I grabbed a taxi to head to the park head office and was told by the only English speaking person that I needed to catch a taxi to the other entry. They arranged the taxi and 15GEL (A$9) later found myself at the entry… well a path leading into the forest near a solid metal gate near a building that I guess at times serves as the park office.
I was told to follow the marked path which was successful for the first few hundred metres and through a lovely forest with birds singing until a maze of small shallow streams left me with half hour of trying different options till I finally progressed enough to make out a trodden pathway heading into some thick bushes.
Finally the path markings began to appear, faded orange paint on rocks. This allowed me to pick up the pace as the round trip was said to take 5-6 hours for the 4.5km each way trip.
The path in some places was clear and at others it laboured its way (as I did) over large river stones and others through thick bushes that had water flowing down as the snow melt was still under way.
The green hills rose steeply on either side of the valley and on a half-dozen occasions the path crossed the rapidly flowing stream, with the aid of temporary bridges constructed from two logs side by side with a flimsy hand rail for balance. Well most. One was a single large log and another two very thin frail looking logs that crossed a wider, especially turbulent section of the river.
I rested here, unwilling to cross on my own as a fall into the maelstrom of water could have ended badly. Fortunately two young Germans arrived and it was onward to what was the most difficult part of the walk, with plenty of clambering up rocky outcrops and making our way along narrow ledges.
A few final cleverly constructed ladder bridges and we arrived at the falls. A long walk that had me feeling quite exhausted, but worth it.
I left the Germans to enjoy the water with the expectation that they would soon catch me on the return leg and headed off back.
Within one hundred metres on a narrow and high part of the track running above a small rocky beach I found my feet suddenly out from under me and I was sliding down a near vertical slope grabbing frantically at the undergrowth to try to stop my descent.
Unsuccessful, I was airborne momentarily before hitting a large smooth rock to made the final slide to the riverbank. I was luck to land on my feet in a heavy landing that saw my finally half tumble into the river.
Fortunately along this beach was where the track eventually descended an a much safer manner….and I was able to rejoin the path without having to scramble back up the cliff.
The trip back was slow and with a limp….I needed to make the last mini bus so waiting for the Germans at the dangerous crossing was not a real option and despite passing a group heading to the falls at this time of the afternoon i was not confident of another group coming along…. after all, I had done it once right? Luckily I did it twice and not far from the park entry the Germans caught up with me.

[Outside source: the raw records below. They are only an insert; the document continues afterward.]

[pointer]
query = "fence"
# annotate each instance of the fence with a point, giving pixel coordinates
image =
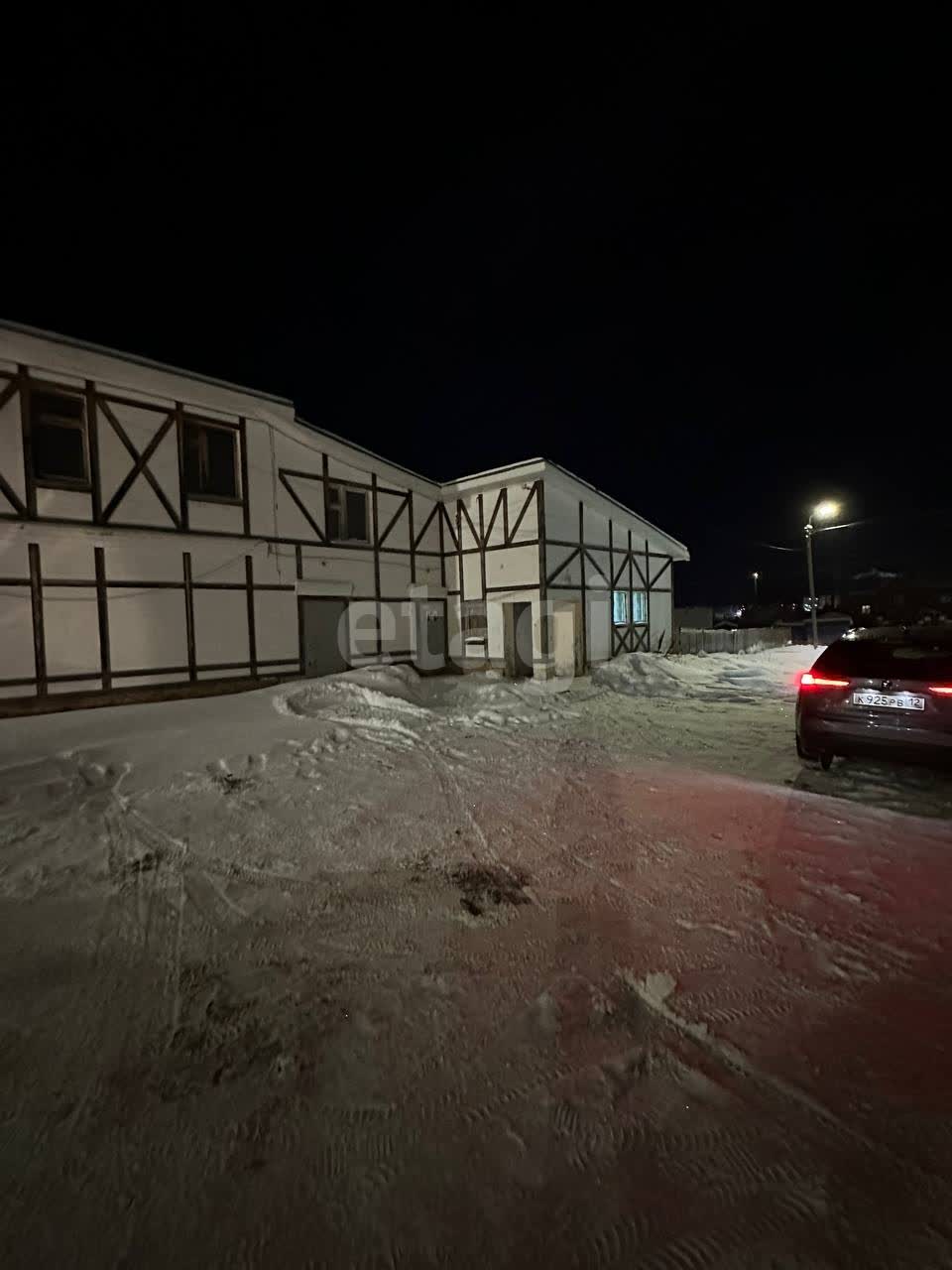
(746, 640)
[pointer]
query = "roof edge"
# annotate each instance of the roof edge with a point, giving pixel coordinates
(629, 511)
(136, 359)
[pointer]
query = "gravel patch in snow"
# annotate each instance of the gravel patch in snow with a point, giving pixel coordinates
(715, 677)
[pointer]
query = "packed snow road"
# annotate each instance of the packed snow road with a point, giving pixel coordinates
(384, 971)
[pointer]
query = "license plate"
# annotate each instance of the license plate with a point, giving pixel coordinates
(890, 699)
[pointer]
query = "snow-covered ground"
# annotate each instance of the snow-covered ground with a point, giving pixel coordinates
(708, 677)
(385, 970)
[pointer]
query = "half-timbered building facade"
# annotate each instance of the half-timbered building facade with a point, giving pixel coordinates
(166, 531)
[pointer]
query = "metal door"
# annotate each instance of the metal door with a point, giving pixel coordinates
(518, 636)
(430, 635)
(324, 635)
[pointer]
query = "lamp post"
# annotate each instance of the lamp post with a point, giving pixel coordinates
(824, 511)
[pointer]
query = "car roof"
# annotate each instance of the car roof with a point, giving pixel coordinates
(924, 634)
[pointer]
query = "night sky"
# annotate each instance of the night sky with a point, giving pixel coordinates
(703, 264)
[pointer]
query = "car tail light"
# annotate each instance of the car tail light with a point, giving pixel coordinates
(814, 681)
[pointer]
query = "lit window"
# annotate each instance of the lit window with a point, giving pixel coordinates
(59, 439)
(211, 461)
(347, 515)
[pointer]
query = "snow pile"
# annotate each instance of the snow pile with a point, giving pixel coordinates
(373, 694)
(371, 689)
(714, 677)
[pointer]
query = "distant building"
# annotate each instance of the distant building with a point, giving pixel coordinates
(881, 595)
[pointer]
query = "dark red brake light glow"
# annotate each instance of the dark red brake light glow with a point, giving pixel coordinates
(814, 681)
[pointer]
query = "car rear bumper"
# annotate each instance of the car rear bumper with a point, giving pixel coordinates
(819, 733)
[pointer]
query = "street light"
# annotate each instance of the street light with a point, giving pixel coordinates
(824, 511)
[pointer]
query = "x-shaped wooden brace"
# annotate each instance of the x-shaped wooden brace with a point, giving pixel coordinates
(140, 465)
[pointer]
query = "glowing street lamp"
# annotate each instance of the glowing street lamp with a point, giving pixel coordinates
(824, 511)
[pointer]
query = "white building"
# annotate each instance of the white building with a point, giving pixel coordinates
(159, 530)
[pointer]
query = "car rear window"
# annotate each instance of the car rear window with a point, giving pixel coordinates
(915, 654)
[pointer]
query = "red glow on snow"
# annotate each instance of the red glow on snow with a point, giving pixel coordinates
(807, 680)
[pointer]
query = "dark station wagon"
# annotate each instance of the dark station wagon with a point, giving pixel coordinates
(885, 690)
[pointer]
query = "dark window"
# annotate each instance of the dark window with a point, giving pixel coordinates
(211, 460)
(347, 515)
(472, 619)
(59, 439)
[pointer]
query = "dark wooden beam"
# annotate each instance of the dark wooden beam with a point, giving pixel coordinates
(565, 564)
(182, 489)
(376, 561)
(476, 538)
(544, 624)
(584, 599)
(93, 441)
(105, 662)
(36, 594)
(245, 490)
(493, 518)
(522, 512)
(483, 544)
(140, 463)
(250, 593)
(284, 476)
(27, 434)
(411, 531)
(393, 521)
(189, 615)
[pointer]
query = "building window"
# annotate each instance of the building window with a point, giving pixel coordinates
(472, 619)
(347, 515)
(59, 439)
(211, 461)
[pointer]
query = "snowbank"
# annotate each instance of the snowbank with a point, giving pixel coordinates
(712, 677)
(373, 693)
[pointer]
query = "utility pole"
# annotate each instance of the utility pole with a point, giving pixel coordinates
(824, 511)
(809, 532)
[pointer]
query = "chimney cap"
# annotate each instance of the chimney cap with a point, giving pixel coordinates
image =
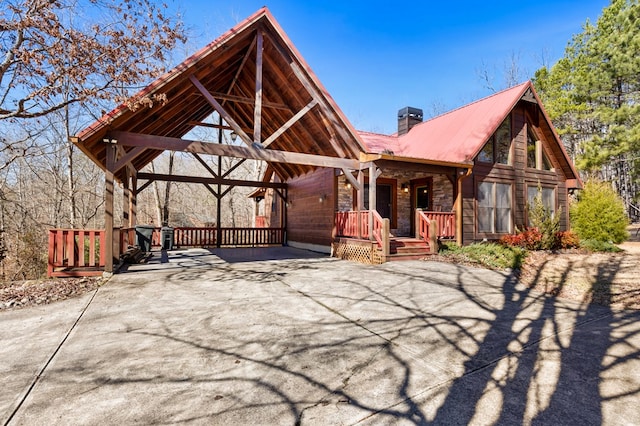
(410, 112)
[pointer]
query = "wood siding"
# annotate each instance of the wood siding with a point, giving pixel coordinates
(518, 174)
(310, 221)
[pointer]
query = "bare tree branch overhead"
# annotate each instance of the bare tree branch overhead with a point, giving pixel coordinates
(59, 52)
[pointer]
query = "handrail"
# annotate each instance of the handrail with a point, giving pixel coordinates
(427, 229)
(446, 222)
(355, 224)
(71, 249)
(351, 224)
(377, 227)
(191, 236)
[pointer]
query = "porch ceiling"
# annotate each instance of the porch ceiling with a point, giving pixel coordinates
(272, 96)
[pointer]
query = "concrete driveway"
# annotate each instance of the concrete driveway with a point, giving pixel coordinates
(293, 338)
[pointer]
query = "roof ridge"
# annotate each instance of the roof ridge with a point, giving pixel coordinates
(376, 133)
(474, 102)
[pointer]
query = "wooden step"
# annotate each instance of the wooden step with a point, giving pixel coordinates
(407, 249)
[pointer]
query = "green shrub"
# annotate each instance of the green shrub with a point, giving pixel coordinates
(599, 214)
(490, 255)
(599, 246)
(530, 239)
(545, 222)
(568, 239)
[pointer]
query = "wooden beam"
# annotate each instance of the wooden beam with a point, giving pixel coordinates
(108, 206)
(241, 67)
(145, 185)
(223, 113)
(249, 101)
(352, 180)
(211, 190)
(269, 155)
(289, 123)
(257, 109)
(133, 201)
(204, 164)
(310, 88)
(128, 157)
(215, 126)
(373, 175)
(210, 181)
(332, 135)
(235, 166)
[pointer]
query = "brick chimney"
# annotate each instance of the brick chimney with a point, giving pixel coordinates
(407, 118)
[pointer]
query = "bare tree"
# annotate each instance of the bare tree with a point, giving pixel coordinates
(58, 53)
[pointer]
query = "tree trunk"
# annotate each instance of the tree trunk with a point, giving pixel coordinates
(71, 190)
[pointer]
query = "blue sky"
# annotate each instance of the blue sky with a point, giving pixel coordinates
(375, 57)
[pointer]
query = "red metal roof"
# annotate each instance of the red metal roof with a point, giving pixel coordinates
(458, 136)
(454, 137)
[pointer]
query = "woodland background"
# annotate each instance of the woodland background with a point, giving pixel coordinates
(64, 63)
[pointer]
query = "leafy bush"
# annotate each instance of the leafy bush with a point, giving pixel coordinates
(545, 222)
(491, 255)
(568, 239)
(530, 239)
(600, 246)
(599, 214)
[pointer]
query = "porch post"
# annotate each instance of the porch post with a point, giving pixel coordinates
(133, 200)
(126, 198)
(372, 197)
(108, 207)
(360, 201)
(460, 176)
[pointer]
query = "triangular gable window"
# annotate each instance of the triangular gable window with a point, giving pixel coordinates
(537, 158)
(498, 147)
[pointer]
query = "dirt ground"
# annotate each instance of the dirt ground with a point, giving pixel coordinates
(603, 278)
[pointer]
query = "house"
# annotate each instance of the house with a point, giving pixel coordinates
(465, 175)
(483, 163)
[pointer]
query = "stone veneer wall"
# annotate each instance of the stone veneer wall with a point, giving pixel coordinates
(442, 196)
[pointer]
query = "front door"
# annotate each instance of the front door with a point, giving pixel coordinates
(421, 198)
(384, 204)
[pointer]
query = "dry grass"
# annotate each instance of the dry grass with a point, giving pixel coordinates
(604, 278)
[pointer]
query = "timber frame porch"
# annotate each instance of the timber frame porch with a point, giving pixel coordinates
(258, 89)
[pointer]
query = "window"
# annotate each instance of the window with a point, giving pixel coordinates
(548, 197)
(536, 157)
(386, 199)
(498, 147)
(494, 207)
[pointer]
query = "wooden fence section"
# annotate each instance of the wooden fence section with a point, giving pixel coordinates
(352, 224)
(76, 252)
(185, 237)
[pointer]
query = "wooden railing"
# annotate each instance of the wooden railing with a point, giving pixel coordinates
(446, 223)
(184, 237)
(352, 224)
(192, 237)
(76, 252)
(355, 224)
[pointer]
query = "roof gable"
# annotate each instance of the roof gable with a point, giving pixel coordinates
(457, 137)
(296, 115)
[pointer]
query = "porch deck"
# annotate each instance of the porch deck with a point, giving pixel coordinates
(363, 236)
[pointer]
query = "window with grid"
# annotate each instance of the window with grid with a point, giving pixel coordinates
(494, 207)
(498, 147)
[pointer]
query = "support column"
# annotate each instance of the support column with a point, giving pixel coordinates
(133, 201)
(372, 197)
(360, 201)
(460, 176)
(219, 193)
(126, 198)
(108, 207)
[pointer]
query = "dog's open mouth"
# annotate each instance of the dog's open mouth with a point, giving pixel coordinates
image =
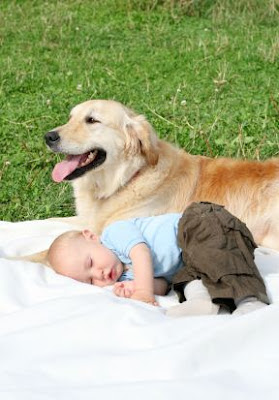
(75, 166)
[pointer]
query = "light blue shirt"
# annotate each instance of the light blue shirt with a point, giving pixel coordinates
(159, 233)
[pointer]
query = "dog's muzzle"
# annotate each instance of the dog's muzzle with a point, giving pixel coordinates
(52, 138)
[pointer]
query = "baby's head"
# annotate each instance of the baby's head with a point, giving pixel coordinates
(80, 255)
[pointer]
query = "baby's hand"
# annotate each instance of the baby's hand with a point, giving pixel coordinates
(145, 297)
(124, 289)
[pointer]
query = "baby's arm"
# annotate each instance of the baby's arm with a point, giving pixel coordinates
(127, 288)
(143, 272)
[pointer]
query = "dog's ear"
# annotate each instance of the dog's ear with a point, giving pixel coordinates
(141, 137)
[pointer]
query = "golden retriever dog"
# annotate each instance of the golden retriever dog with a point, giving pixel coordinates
(119, 168)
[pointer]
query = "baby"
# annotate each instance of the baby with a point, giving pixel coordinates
(206, 252)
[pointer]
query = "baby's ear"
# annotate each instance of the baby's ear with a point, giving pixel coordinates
(89, 235)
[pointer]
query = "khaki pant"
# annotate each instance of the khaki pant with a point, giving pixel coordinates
(218, 249)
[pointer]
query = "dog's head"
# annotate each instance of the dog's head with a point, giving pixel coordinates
(100, 134)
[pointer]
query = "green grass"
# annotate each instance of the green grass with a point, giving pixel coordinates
(205, 73)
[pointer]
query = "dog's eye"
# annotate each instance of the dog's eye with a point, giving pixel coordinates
(91, 120)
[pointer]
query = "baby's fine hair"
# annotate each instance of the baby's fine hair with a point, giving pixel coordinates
(58, 243)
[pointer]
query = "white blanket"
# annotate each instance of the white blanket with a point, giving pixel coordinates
(62, 339)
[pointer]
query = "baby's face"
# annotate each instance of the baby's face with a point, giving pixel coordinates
(85, 259)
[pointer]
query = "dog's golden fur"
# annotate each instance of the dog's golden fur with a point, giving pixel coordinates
(143, 175)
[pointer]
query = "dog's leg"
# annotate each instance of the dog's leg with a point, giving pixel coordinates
(40, 257)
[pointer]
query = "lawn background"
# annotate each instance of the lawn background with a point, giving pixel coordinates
(205, 73)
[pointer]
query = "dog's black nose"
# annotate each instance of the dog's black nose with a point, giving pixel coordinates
(52, 138)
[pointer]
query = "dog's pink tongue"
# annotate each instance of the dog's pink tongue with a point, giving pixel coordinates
(64, 168)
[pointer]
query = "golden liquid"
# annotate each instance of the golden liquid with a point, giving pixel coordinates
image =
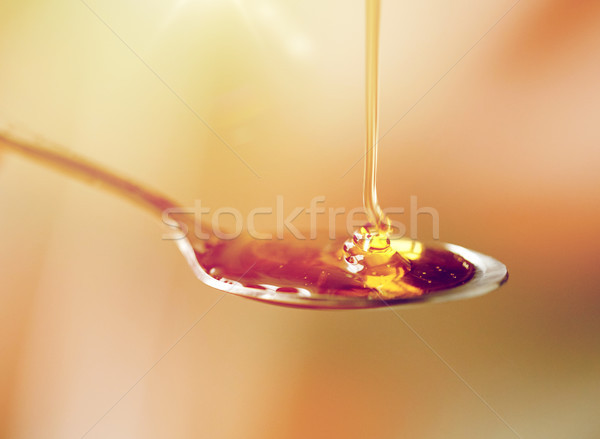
(375, 215)
(369, 265)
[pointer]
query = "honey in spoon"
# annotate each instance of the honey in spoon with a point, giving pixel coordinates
(367, 270)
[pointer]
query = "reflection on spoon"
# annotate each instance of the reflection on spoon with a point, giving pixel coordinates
(325, 274)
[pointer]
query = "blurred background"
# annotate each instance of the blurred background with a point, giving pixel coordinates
(105, 330)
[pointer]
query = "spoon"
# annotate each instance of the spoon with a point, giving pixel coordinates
(306, 274)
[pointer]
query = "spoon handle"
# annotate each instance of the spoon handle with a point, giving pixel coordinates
(84, 170)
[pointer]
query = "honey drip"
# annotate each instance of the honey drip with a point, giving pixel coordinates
(369, 265)
(367, 270)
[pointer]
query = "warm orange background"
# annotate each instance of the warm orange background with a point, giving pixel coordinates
(506, 146)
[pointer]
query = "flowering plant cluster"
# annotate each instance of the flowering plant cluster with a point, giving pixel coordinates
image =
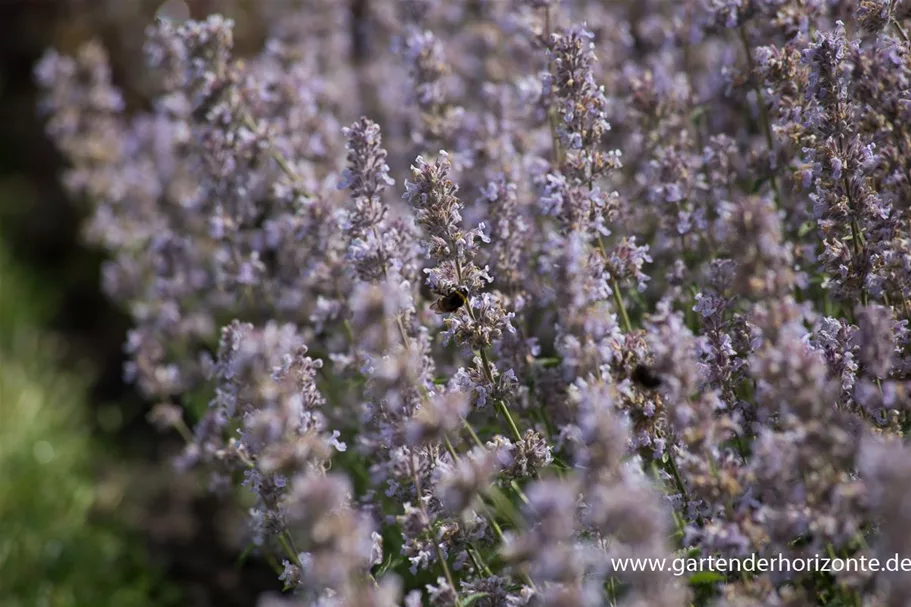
(643, 292)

The mini bus ride back to Tbilisi was one that makes mini bus rides famous. Slow and with absolutely no legroom, despite having no-one sitting next to me it was still impossible to get my legs behind the sits in any manner other than twisted sideways.
Basck in Tbilisi. as usual finding the entry to the Metro was hard and it was with relief that I took the 130 second escalator ride down to the platform, and on reaching my station and another 130 second ascent it was only a 400 metre walk up the hill to the comfort of the Zemeli Guest House.